Fisco como política de Estado
Ao longo da sabatina, Efraim procurou afastar a ideia de que as demandas apresentadas pelo Sindifisco seriam exclusivamente corporativas. Para ele, o fortalecimento da administração tributária está diretamente relacionado à capacidade do Governo de executar políticas públicas.
“O Fisco não é pauta corporativa. É órgão de Estado”, afirmou.
O candidato também defendeu maior autonomia administrativa e funcional para a Secretaria da Fazenda e disse que pretende construir as regras dessa autonomia em diálogo com a categoria.
Efraim destacou ainda que a Paraíba já possui um quadro técnico qualificado e projetos reconhecidos na área fiscal e defendeu o aproveitamento desse conhecimento durante a transição para o novo modelo tributário.
Incentivos fiscais e novo modelo de desenvolvimento
Outro ponto de destaque da sabatina foi a discussão sobre o futuro da política de incentivos fiscais diante da redução gradual do ICMS e da mudança do modelo de tributação.
Efraim afirmou que a Paraíba precisa começar desde já a construir alternativas para a atração de investimentos, sem depender exclusivamente da chamada guerra fiscal.
Na avaliação do candidato, infraestrutura, qualificação profissional, segurança jurídica, simplificação de processos, conectividade e agilidade no licenciamento ambiental serão fundamentais para tornar o Estado mais competitivo.
“Quem foi esperar lá para 2033 para cuidar disso ficou para trás. Eu quero começar em 2027”, afirmou.
Efraim também defendeu uma relação mais previsível entre o Estado e o setor produtivo, com um Fisco técnico, transparente e capaz de oferecer segurança jurídica aos investidores.
“O que uma empresa vai querer saber é a regra do jogo. Eu vou ter um Fisco estável, transparente, técnico, que eu sei qual é a resposta que vai me dar”, disse.

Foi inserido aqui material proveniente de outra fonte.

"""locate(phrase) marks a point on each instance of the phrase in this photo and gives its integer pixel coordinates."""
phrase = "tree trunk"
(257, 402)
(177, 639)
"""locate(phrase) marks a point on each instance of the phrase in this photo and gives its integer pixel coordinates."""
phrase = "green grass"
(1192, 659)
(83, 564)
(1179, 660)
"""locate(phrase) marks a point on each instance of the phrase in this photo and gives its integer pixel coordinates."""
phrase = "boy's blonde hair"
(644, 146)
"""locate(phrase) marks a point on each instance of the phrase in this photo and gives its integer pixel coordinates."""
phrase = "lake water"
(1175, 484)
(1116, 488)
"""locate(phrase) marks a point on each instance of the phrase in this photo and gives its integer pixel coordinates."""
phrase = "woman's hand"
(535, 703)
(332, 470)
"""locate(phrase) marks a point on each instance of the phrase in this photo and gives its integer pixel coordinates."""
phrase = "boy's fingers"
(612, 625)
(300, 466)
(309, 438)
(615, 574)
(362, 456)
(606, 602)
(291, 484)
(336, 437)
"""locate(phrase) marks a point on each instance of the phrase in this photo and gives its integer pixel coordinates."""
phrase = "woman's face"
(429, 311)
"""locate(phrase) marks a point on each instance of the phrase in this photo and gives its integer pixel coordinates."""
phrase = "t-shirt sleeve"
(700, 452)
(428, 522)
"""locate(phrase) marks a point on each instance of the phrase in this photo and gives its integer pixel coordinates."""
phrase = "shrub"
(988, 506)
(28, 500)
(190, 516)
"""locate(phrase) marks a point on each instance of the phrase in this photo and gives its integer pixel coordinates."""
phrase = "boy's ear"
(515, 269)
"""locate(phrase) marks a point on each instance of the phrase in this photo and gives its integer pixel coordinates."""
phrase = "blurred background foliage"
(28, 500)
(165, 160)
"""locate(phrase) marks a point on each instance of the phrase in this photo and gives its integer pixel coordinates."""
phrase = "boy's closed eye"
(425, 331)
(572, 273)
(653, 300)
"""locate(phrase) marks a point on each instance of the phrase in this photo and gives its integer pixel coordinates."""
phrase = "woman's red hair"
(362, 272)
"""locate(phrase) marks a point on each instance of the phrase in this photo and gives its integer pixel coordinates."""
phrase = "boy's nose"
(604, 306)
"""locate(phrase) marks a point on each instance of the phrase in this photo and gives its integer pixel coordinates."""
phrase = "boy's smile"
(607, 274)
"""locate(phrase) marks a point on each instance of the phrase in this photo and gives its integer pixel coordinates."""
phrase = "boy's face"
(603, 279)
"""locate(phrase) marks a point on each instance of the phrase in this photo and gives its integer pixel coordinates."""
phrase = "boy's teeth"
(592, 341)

Segurança também entra na agenda econômica
Na parte final da sabatina, Efraim ampliou a discussão sobre competitividade para incluir a segurança pública. Para o candidato, a capacidade de atrair empresas, trabalhadores e novos moradores também depende da segurança nas ruas.
Ele afirmou que pretende fortalecer as forças policiais, investir em inteligência e tecnologia e combater o avanço das organizações criminosas no Estado.
“A segurança da vida real também é um ativo para atrair investimentos”, afirmou.
Ao encerrar sua participação, Efraim recebeu do Sindifisco-PB uma carta-compromisso contendo os principais pontos discutidos durante a sabatina, entre eles a reforma tributária, a LOAT, a autonomia institucional, a valorização da carreira e a recomposição dos quadros da administração tributária.
“Vocês vão ter alguém que vai ter interesse em fazer o concurso o mais rápido possível. Eu não estou pensando nos quatro ou sequer nos oito anos. Estou pensando em algo a médio e longo prazo”, declarou.